Blair, who was reportedly responsible for the recent legislation that sought to make it a felony to perform an abortion in the state, which was vetoed by Gov. Mary Fallin, echoed right-wing pseudo-historian David Barton when he claimed that the Bible provides guidance on how to establish elections and a constitutional republic.
“From a biblical perspective,” he said, “Exodus 18 gives us the criteria by which we’re supposed to evaluate candidates when Jethro, the father-in-law, said to Moses, ‘Choose out from among you capable individuals that fear God, love truth and hate covetousness, teach them the law’ — of course, they had a constitutional republic, quite frankly; they were 12 sovereign tribes working together as one and they weren’t ruled by a king, they were ruled by the Torah, the Constitution. ‘Teach them the law and have them be judges over tens, fifties, hundreds and thousands.’ Quite frankly, that was the birth of republicanism, the republican form of government.”
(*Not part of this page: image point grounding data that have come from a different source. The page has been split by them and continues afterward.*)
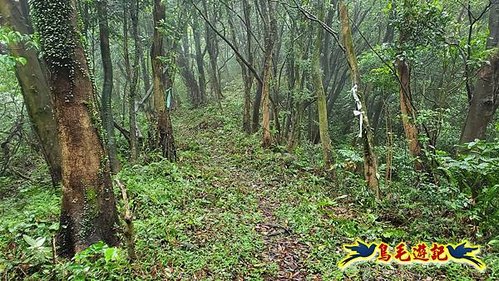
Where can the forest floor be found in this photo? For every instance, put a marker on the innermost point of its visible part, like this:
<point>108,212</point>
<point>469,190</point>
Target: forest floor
<point>230,210</point>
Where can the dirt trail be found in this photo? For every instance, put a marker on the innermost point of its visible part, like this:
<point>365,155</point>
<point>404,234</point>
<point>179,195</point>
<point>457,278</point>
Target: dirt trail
<point>282,246</point>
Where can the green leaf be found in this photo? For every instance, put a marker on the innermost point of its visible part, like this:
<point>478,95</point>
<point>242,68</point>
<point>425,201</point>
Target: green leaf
<point>29,240</point>
<point>39,242</point>
<point>110,254</point>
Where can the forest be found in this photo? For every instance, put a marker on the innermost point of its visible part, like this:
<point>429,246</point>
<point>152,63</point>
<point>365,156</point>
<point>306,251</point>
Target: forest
<point>249,140</point>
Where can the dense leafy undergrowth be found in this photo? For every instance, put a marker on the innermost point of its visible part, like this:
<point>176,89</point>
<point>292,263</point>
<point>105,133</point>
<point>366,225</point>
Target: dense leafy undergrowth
<point>207,217</point>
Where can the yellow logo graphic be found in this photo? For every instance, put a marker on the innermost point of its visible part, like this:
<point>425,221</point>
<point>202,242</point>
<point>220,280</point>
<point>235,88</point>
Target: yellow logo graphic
<point>421,253</point>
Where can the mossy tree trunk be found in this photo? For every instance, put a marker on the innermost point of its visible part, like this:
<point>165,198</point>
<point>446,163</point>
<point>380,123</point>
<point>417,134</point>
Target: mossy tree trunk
<point>407,110</point>
<point>199,61</point>
<point>88,213</point>
<point>132,95</point>
<point>33,80</point>
<point>270,30</point>
<point>370,161</point>
<point>485,100</point>
<point>107,90</point>
<point>164,130</point>
<point>213,50</point>
<point>320,94</point>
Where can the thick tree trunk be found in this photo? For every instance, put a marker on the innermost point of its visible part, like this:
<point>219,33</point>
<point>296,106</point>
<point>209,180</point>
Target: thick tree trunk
<point>370,160</point>
<point>107,90</point>
<point>88,212</point>
<point>270,26</point>
<point>485,99</point>
<point>33,81</point>
<point>164,130</point>
<point>317,80</point>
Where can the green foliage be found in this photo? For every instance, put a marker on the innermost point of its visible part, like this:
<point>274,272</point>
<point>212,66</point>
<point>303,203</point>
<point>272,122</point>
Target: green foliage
<point>8,37</point>
<point>420,23</point>
<point>476,170</point>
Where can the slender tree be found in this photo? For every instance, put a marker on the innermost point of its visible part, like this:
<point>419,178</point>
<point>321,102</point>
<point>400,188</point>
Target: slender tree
<point>407,110</point>
<point>107,90</point>
<point>370,161</point>
<point>321,99</point>
<point>164,129</point>
<point>270,29</point>
<point>485,98</point>
<point>88,213</point>
<point>35,89</point>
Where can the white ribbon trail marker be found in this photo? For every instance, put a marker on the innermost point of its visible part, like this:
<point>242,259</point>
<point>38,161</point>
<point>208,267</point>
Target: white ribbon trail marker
<point>358,112</point>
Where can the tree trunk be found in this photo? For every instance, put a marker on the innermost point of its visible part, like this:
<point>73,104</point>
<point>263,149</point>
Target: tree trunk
<point>199,62</point>
<point>485,99</point>
<point>132,95</point>
<point>164,130</point>
<point>370,160</point>
<point>107,89</point>
<point>185,70</point>
<point>407,110</point>
<point>88,212</point>
<point>270,26</point>
<point>325,140</point>
<point>212,48</point>
<point>33,81</point>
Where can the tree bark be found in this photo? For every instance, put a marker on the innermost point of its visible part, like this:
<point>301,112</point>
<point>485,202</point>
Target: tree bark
<point>407,110</point>
<point>107,89</point>
<point>199,62</point>
<point>270,30</point>
<point>132,95</point>
<point>320,94</point>
<point>33,80</point>
<point>485,100</point>
<point>164,130</point>
<point>212,48</point>
<point>88,213</point>
<point>370,160</point>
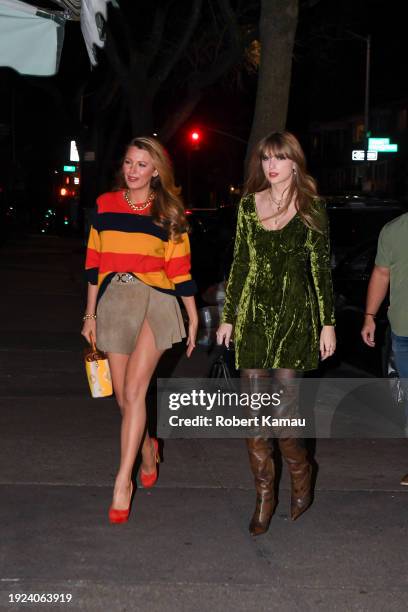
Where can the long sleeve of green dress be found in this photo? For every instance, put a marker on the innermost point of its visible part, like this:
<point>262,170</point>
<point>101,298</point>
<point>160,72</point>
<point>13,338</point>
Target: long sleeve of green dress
<point>319,246</point>
<point>239,270</point>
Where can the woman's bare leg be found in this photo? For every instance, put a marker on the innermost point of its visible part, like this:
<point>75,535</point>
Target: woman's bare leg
<point>118,364</point>
<point>139,370</point>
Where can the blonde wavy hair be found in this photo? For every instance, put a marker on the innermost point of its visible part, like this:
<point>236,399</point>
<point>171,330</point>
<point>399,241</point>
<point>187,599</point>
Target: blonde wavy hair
<point>167,207</point>
<point>302,189</point>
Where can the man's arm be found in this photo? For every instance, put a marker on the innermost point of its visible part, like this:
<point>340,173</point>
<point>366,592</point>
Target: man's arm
<point>376,292</point>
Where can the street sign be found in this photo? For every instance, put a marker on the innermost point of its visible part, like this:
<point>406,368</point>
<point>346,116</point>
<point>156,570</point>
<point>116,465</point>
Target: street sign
<point>373,143</point>
<point>383,145</point>
<point>359,155</point>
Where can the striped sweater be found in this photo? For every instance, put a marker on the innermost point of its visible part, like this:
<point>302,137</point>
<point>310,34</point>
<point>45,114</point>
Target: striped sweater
<point>121,240</point>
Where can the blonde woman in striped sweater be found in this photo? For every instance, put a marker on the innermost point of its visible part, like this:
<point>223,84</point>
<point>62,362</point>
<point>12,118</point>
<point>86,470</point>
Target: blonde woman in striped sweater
<point>138,261</point>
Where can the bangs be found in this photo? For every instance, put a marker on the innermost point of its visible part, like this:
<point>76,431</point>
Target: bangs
<point>275,145</point>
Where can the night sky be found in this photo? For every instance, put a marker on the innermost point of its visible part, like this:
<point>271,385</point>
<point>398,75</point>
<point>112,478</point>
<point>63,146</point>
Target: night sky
<point>327,83</point>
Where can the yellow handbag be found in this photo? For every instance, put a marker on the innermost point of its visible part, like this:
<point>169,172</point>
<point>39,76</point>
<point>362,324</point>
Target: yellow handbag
<point>97,371</point>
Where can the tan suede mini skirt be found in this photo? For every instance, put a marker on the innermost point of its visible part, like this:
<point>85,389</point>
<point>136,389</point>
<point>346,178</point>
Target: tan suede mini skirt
<point>123,307</point>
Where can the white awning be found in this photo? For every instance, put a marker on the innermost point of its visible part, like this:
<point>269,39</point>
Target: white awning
<point>30,38</point>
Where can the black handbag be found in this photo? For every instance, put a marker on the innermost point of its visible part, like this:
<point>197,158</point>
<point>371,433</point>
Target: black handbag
<point>223,365</point>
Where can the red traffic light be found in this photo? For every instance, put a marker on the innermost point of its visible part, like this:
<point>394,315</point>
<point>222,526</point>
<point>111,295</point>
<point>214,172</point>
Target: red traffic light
<point>195,136</point>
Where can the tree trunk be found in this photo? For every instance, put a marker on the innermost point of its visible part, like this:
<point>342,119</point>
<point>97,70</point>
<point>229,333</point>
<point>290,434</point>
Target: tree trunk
<point>278,23</point>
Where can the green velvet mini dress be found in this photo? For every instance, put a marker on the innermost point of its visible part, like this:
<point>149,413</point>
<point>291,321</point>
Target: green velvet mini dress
<point>279,292</point>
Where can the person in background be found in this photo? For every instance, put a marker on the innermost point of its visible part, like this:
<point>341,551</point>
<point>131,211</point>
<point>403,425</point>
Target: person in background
<point>138,261</point>
<point>391,272</point>
<point>279,299</point>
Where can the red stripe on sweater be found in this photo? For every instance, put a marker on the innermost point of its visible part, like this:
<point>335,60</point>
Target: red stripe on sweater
<point>126,262</point>
<point>92,258</point>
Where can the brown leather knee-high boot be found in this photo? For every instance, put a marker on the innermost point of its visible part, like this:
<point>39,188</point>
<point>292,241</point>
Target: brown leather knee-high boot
<point>263,469</point>
<point>295,455</point>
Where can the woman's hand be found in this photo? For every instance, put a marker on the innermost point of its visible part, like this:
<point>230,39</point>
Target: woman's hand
<point>224,333</point>
<point>327,341</point>
<point>368,330</point>
<point>88,328</point>
<point>192,334</point>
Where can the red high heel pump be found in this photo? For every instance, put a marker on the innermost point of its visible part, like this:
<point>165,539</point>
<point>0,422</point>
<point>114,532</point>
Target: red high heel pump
<point>121,516</point>
<point>148,480</point>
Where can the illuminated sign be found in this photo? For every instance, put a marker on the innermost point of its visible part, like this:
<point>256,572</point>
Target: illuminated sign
<point>383,145</point>
<point>73,152</point>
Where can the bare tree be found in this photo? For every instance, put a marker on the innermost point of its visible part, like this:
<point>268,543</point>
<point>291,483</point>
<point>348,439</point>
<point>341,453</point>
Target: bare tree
<point>277,27</point>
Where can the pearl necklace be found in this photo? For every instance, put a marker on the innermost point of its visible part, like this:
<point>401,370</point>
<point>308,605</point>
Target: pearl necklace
<point>143,206</point>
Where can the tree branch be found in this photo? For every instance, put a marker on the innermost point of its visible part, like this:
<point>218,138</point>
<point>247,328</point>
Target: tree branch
<point>172,59</point>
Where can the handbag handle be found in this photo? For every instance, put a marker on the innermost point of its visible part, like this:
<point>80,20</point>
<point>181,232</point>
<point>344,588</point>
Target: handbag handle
<point>92,343</point>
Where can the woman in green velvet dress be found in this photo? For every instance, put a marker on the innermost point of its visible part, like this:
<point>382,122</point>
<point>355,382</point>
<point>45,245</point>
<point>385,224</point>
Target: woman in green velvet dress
<point>279,298</point>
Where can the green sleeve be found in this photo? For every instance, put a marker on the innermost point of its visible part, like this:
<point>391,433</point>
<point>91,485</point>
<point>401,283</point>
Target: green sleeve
<point>383,256</point>
<point>319,245</point>
<point>239,269</point>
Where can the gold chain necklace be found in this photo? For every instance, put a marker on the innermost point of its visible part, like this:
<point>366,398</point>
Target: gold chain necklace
<point>278,204</point>
<point>143,206</point>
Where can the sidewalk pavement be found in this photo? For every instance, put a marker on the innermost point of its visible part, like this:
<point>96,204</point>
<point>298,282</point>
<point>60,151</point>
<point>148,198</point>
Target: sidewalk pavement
<point>186,545</point>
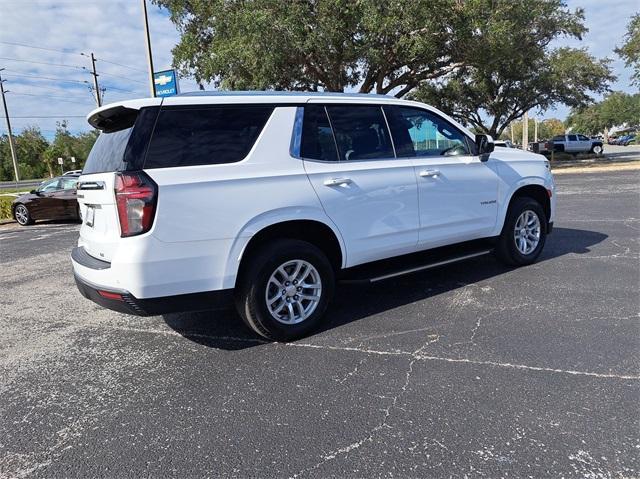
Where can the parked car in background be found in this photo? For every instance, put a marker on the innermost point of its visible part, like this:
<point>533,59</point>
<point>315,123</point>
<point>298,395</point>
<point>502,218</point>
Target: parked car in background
<point>626,139</point>
<point>576,143</point>
<point>270,198</point>
<point>54,199</point>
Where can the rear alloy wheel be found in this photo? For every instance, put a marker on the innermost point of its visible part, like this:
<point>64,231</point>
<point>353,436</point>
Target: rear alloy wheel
<point>285,289</point>
<point>293,291</point>
<point>22,216</point>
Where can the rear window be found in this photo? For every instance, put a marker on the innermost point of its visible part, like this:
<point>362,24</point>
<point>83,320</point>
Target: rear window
<point>107,153</point>
<point>205,136</point>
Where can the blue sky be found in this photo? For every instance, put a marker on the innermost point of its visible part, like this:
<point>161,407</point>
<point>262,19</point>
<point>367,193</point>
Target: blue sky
<point>41,94</point>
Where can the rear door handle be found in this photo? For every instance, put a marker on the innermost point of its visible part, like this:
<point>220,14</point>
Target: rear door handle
<point>429,173</point>
<point>90,185</point>
<point>337,181</point>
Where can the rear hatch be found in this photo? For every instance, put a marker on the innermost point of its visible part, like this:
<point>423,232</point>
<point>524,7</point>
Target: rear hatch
<point>121,146</point>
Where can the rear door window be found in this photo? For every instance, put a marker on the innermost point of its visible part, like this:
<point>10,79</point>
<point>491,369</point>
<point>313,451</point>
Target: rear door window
<point>317,138</point>
<point>361,132</point>
<point>188,136</point>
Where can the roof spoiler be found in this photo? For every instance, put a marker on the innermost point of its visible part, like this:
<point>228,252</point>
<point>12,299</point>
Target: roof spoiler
<point>113,119</point>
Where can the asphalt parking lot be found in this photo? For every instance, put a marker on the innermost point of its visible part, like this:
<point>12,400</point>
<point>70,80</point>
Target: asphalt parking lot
<point>471,370</point>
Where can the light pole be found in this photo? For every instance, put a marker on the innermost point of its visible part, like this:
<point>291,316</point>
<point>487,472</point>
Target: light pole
<point>148,42</point>
<point>6,116</point>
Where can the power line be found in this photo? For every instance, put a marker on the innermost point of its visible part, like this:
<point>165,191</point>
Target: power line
<point>121,65</point>
<point>82,82</point>
<point>58,98</point>
<point>52,116</point>
<point>58,90</point>
<point>67,53</point>
<point>38,48</point>
<point>42,63</point>
<point>44,78</point>
<point>123,77</point>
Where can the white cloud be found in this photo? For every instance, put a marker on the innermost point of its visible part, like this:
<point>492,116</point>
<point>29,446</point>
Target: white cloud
<point>113,30</point>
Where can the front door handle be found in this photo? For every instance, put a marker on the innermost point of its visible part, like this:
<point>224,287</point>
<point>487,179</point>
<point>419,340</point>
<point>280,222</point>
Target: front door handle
<point>337,181</point>
<point>429,173</point>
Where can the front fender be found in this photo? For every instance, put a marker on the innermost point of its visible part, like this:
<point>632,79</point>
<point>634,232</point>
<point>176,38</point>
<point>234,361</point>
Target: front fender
<point>510,190</point>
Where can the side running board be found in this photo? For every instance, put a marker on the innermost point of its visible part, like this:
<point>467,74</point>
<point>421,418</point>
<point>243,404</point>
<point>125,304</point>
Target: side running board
<point>415,262</point>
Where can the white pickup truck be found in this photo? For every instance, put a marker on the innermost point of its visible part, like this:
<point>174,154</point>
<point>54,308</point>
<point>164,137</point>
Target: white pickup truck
<point>576,144</point>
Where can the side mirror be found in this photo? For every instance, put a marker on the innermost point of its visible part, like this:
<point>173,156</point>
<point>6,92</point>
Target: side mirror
<point>484,145</point>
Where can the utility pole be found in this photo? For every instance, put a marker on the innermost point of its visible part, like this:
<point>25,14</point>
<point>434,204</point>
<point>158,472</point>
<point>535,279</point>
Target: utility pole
<point>6,116</point>
<point>95,80</point>
<point>95,75</point>
<point>149,54</point>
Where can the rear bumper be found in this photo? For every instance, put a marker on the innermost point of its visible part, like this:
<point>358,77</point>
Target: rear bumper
<point>124,302</point>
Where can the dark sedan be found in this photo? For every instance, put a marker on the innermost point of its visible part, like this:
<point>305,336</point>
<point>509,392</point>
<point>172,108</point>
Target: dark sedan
<point>54,199</point>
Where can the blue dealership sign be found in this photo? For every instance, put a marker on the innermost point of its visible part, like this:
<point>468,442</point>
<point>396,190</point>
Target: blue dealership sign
<point>166,83</point>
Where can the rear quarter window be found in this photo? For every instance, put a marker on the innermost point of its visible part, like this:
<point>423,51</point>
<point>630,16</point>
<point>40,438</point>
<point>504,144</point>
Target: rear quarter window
<point>107,153</point>
<point>205,136</point>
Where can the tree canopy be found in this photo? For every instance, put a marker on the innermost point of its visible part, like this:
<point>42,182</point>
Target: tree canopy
<point>630,50</point>
<point>617,108</point>
<point>309,45</point>
<point>484,61</point>
<point>517,70</point>
<point>37,157</point>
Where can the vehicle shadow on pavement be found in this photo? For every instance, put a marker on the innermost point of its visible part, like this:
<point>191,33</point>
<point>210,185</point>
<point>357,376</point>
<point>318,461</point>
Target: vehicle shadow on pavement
<point>225,330</point>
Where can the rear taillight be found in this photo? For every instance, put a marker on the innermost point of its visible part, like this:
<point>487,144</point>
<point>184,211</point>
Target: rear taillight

As we and others have noted before, the idea that Exodus 18 lays out the framework for voters on how to choose candidates for office is absurd as it was Moses who appointed these judges, not the people who chose them freely. On top of that, for Blair to claim that the Israelites “had a constitutional republic” is laughable considering that they were living in the desert under what was a literal theocracy that was being directly controlled by God, who ruled over them through Moses.
Religious Right activists are always insisting that they have no desire to impose any sort of theocracy on America because they deeply respect our constitutional republican form of government, but that is a little hard to swallow when they insist that an actual ancient theocracy was the ideal form of a constitutional republic.